According to Bromide workers, their firm's growing export business has helped produce changes on the shop floor and new attitudes about America's trade relations.
"I think about the competition," says machine operator Eric Birgy. "We have to constantly cut costs and find ways to work more efficiently because labor is so much cheaper over in China or Mexico."
Improvements aren't motivated so much by concern for losing existing customers. Rather, the firm needs to lower the price of its product to enter new markets. Shop workers have formed teams and found ways to reduce waste and improve productivity on the cutting tools used to slice the "little sticks" from larger blocks of abrasive material, for instance.
Mr. Birgy says he never has held strong protectionist views on trade, but he had some general concerns about NAFTA's effects on the economy when presidential aspirant Ross Perot predicted a "giant sucking sound" of American jobs going to Mexico.
Bromide employees say there is no big secret to their company's success overseas.

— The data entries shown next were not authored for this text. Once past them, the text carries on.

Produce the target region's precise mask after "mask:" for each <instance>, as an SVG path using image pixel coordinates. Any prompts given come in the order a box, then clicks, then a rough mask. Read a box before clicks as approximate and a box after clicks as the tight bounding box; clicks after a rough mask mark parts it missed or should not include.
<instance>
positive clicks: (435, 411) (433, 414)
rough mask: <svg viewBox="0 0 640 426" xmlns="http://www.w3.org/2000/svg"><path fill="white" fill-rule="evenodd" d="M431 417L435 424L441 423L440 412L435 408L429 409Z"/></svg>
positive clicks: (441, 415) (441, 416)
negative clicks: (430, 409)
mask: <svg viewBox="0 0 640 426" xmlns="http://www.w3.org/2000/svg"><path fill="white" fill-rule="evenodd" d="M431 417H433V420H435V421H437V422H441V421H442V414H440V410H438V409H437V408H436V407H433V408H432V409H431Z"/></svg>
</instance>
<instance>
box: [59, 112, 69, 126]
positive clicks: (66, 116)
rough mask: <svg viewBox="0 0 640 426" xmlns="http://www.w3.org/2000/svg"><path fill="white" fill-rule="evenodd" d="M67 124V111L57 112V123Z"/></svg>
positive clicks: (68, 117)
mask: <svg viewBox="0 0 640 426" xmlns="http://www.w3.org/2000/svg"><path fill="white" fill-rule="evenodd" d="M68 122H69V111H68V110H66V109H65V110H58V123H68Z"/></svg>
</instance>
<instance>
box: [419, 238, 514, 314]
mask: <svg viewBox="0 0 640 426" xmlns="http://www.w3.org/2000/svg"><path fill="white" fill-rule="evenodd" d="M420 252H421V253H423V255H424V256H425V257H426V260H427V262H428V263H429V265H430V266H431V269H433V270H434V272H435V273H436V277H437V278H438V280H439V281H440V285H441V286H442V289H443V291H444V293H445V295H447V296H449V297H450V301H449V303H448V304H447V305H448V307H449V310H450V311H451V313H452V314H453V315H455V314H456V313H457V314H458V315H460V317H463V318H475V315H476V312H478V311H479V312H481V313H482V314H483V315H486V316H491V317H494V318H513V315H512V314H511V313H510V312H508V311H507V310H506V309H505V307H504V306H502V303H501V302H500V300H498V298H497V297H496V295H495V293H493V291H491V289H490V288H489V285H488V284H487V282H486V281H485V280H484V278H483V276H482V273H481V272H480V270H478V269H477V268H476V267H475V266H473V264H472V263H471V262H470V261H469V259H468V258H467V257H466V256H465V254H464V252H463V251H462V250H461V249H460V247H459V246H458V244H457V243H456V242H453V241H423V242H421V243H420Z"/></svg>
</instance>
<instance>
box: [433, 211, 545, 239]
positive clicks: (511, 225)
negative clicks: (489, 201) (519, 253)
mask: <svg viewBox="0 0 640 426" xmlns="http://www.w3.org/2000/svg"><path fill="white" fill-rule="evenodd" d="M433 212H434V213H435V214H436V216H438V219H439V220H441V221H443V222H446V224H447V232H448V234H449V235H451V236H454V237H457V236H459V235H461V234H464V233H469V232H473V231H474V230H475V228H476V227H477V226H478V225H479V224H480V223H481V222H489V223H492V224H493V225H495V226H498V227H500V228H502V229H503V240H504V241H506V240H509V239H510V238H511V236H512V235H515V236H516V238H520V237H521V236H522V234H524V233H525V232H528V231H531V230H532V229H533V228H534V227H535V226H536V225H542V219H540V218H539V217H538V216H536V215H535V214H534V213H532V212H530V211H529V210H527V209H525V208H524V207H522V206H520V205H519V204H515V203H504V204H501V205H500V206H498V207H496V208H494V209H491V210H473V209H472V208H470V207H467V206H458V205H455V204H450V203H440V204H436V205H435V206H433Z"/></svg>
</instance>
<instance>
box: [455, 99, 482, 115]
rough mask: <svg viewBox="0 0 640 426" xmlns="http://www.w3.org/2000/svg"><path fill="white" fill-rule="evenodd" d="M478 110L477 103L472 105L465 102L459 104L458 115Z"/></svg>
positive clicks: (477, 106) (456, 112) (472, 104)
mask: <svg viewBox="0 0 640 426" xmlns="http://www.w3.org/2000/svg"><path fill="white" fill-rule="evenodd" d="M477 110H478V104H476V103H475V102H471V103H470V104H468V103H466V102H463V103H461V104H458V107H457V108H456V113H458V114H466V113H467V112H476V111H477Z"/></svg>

They attribute the export growth to a high-quality product, "boring reliability" in filling orders, and a guy named Heinz.

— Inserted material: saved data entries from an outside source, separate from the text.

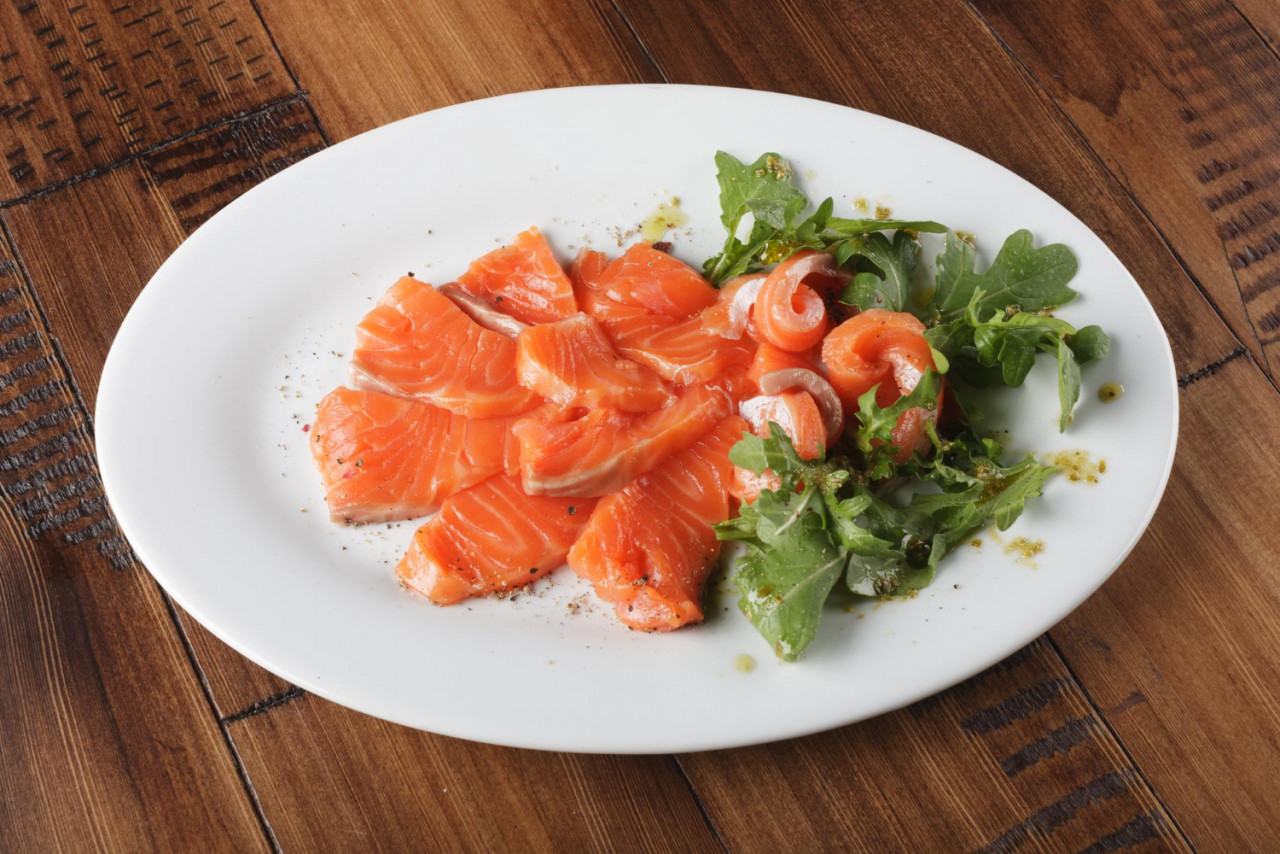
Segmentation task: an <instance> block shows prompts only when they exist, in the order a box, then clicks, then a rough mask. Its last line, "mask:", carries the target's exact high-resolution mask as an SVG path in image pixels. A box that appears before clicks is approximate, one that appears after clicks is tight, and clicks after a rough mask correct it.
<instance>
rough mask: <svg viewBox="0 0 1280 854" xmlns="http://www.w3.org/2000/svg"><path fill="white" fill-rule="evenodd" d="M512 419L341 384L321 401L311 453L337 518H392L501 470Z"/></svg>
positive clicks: (509, 454) (382, 518) (511, 435)
mask: <svg viewBox="0 0 1280 854" xmlns="http://www.w3.org/2000/svg"><path fill="white" fill-rule="evenodd" d="M512 421H515V419H513V417H504V419H467V417H465V416H462V415H457V414H456V412H451V411H448V410H443V408H440V407H438V406H433V405H430V403H424V402H421V401H410V399H404V398H401V397H392V396H389V394H380V393H378V392H361V391H355V389H349V388H338V389H334V391H333V392H329V394H326V396H325V397H324V399H323V401H320V406H319V408H317V411H316V417H315V421H314V424H312V425H311V434H310V435H311V440H310V443H308V444H310V446H311V458H312V460H314V461H315V465H316V467H317V469H319V470H320V476H321V478H323V480H324V488H325V502H328V504H329V515H330V517H332V519H333V520H334V521H349V522H389V521H396V520H401V519H416V517H419V516H426V515H428V513H431V512H434V511H435V510H436V508H438V507H439V506H440V503H442V502H443V501H444V499H445V498H448V497H449V495H452V494H453V493H456V492H458V490H460V489H466V488H467V487H470V485H472V484H476V483H480V481H481V480H484V479H485V478H488V476H490V475H493V474H495V472H499V471H503V470H504V467H506V466H507V463H508V462H509V458H511V456H512V448H513V446H515V444H516V443H515V439H513V437H512V433H511V426H512Z"/></svg>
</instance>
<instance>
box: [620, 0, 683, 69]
mask: <svg viewBox="0 0 1280 854" xmlns="http://www.w3.org/2000/svg"><path fill="white" fill-rule="evenodd" d="M609 5H611V6H613V12H614V13H616V14H617V15H618V19H620V20H622V26H623V27H626V28H627V32H628V33H631V37H632V38H634V40H635V42H636V46H637V47H639V49H640V52H643V54H644V55H645V59H648V60H649V64H650V65H653V70H655V72H658V77H660V78H662V82H663V83H669V82H671V78H669V77H667V72H666V70H663V68H662V67H660V65H659V64H658V60H657V59H654V55H653V54H650V52H649V46H648V45H645V44H644V38H641V37H640V33H637V32H636V28H635V27H632V26H631V20H630V19H628V18H627V17H626V15H625V14H623V13H622V9H620V8H618V4H617V0H609Z"/></svg>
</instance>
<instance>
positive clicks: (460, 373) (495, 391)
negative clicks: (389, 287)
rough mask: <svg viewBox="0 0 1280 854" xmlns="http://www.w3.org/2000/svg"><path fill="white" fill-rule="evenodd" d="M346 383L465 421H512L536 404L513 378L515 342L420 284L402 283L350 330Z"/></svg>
mask: <svg viewBox="0 0 1280 854" xmlns="http://www.w3.org/2000/svg"><path fill="white" fill-rule="evenodd" d="M351 370H352V382H353V384H355V385H358V387H360V388H365V389H369V391H374V392H384V393H387V394H396V396H398V397H415V398H420V399H424V401H428V402H430V403H435V405H436V406H443V407H444V408H447V410H452V411H454V412H458V414H460V415H466V416H468V417H481V419H483V417H494V416H499V415H516V414H518V412H524V411H526V410H530V408H532V407H534V406H535V405H536V403H538V402H539V401H538V397H536V396H535V394H534V393H532V392H530V391H529V389H526V388H525V387H522V385H521V384H520V383H518V382H517V379H516V342H513V341H512V339H511V338H508V337H506V335H503V334H502V333H497V332H493V330H492V329H485V328H484V326H481V325H479V324H477V323H476V321H475V320H472V319H471V318H468V316H467V315H466V314H463V312H462V310H461V309H458V307H457V306H456V305H453V301H452V300H449V298H448V297H445V296H444V294H442V293H439V292H438V291H436V289H435V288H433V287H431V286H430V284H426V283H425V282H419V280H417V279H413V278H410V277H404V278H402V279H401V280H398V282H397V283H396V284H393V286H392V288H390V289H389V291H388V292H387V293H385V294H383V298H381V300H379V301H378V305H376V306H375V307H374V310H372V311H370V312H369V314H367V315H365V319H364V320H361V321H360V325H357V326H356V352H355V353H353V355H352V360H351Z"/></svg>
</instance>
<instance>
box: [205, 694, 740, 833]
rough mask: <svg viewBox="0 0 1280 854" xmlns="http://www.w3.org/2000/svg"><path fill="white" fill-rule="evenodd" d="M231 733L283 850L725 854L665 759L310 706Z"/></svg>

Carol Danly, the customer-service representative who handles international orders, said retired vice president Heinz Gfroerer - a German-born Canadian - set up all the distributors overseas. The current sales staff isn't multilingual. Business is conducted in English, and overseas customers aren't treated much differently than domestic ones.

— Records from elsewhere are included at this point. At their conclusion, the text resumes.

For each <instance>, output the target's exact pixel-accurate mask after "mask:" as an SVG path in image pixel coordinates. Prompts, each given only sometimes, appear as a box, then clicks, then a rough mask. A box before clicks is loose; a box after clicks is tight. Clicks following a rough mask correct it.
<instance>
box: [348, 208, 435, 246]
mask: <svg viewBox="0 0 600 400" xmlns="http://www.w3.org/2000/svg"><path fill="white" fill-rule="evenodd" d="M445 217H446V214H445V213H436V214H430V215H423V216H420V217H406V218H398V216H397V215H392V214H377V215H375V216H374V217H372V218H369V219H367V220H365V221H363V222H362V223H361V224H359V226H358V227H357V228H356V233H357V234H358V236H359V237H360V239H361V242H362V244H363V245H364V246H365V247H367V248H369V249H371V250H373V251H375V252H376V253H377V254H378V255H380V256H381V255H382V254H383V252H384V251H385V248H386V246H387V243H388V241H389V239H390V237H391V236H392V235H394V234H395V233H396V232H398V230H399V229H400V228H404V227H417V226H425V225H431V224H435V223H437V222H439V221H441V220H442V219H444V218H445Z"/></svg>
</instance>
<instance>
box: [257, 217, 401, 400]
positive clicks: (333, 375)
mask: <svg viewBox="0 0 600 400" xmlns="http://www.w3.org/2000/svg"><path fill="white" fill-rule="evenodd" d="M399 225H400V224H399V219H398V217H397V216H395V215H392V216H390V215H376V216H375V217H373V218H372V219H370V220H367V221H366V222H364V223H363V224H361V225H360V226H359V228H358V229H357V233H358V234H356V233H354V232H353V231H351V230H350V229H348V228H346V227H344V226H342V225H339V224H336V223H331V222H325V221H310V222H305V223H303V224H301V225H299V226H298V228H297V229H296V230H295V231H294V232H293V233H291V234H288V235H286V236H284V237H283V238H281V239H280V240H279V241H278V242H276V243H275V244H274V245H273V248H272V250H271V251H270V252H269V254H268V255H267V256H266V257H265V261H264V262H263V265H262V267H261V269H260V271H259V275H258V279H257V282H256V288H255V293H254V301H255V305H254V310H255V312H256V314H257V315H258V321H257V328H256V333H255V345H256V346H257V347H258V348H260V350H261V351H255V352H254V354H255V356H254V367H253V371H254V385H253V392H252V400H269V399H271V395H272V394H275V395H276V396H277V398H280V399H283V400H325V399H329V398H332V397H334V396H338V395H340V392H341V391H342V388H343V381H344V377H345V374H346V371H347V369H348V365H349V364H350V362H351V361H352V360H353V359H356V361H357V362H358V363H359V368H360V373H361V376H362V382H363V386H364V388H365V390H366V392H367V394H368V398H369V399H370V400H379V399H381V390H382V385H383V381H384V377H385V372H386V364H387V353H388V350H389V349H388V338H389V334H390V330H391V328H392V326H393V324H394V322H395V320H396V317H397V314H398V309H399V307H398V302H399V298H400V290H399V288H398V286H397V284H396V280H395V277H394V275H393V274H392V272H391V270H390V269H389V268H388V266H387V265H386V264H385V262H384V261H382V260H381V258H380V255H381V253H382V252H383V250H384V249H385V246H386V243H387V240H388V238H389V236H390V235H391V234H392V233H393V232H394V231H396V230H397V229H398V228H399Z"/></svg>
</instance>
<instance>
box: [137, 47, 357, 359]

Because of the time differences, international transactions are mostly done by fax.
Overseas customers in 27 different countries buy Bromide's "little sticks," in spite of high tariffs and duties erected to keep American and other foreign products out.
Customers in India, for example, are not allowed to write checks for more than $5,000 to non-Indian companies. Ms. Danly says the customers get around the restriction by asking her to split orders into two or more boxes.
The story of AlcoTec
Bromide isn't the only Traverse City firm with foreign customers. AlcoTec, an industrial-park neighbor that makes aluminum welding wire, has had similar success.
Exports accounted for about 6 percent of AlcoTec's business five years ago, says co-owner Bruce Anderson. Today they account for 30 percent.
Mr. Anderson says much of AlcoTec's overseas growth is the result of its dominance in the US market. But the company has had to develop new tactics to take business abroad, he adds.
"We Americans are fine-tuned business machines, which is not always advantageous," Anderson says. "Before you go overseas, you need to have a full appreciation of their attitudes towards business, and then you have to develop relationships in their comfort zone."
Despite Anderson's international marketing success, reasons for the day-to-day complications of selling overseas are still a bit mystifying for AlcoTec import-export coordinator Cindy Piotrowski. "It's hard to understand why [foreign governments] have so many restrictions," she says. "But the world ... does seem to be working together better."
Does this developing sea change in US attitudes toward exports herald success for Clinton's attempt to expand NAFTA?
Some polls indicate that it might. Fully 78 percent of Americans now favor expanded trade on a reciprocal basis, according to one recent survey.
But it's not clear that such a general attitude translates into support for specific political proposals. Even the president's allies admit he may have a tough time attracting enough Democratic votes to garner the expanded negotiating authority he needs for NAFTA expansion. "It's not going to be easy" to pass so-called "fast-track" trade negotiating authority, says Senate minority leader Tom Daschle (D) of South Dakota.